Когда он говорил это, ощущение собственного величия и могущества казалось делало его гигантом. Лицо его было строго, глаза сверкали, но это не были признаки гнева, нет, он в эту минуту не гневался, но испытывал свою силу, измерял силу сопротивления, мысленно с ним боролся и побеждал. Он был горд и в то же время доволен. Но вскоре выражение его лица смягчилось, глаза погасли, он снова прошелся по кабинету, снова остановился предо мною и сказал:
«Ты еще не все высказал, ты еще не вполне очистил свою мысль от предрассудков и заблуждений, может быть, у тебя на сердце лежит что— нибудь такое, что его тревожит и мучит? Признайся смело, я хочу тебя выслушать и выслушаю».

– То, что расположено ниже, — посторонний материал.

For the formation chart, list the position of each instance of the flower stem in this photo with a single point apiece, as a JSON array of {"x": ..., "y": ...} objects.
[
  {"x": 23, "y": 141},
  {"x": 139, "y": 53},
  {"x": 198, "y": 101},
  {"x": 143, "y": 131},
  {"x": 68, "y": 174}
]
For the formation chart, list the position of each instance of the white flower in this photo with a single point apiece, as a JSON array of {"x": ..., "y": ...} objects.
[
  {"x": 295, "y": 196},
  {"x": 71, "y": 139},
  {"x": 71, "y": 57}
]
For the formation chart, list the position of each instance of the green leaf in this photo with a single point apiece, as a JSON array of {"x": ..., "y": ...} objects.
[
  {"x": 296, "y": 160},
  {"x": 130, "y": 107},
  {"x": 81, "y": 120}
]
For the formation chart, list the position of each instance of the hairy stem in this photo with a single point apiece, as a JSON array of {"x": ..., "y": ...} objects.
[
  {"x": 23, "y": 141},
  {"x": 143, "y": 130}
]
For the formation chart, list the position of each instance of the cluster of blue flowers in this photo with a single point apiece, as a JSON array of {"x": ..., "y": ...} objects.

«Ваше Величество, — отвечал я с чувством, — Вы сокрушили главу революционной гидре. Вы совершили великое дело, кто станет спорить?
Однако… есть и другая гидра, чудовище страшное и губительное, с которым Вы должны бороться, которое должны уничтожить, потому что иначе оно Вас уничтожит!» «Выражайся яснее, — перебил Государь, готовясь ловить каждое мое слово».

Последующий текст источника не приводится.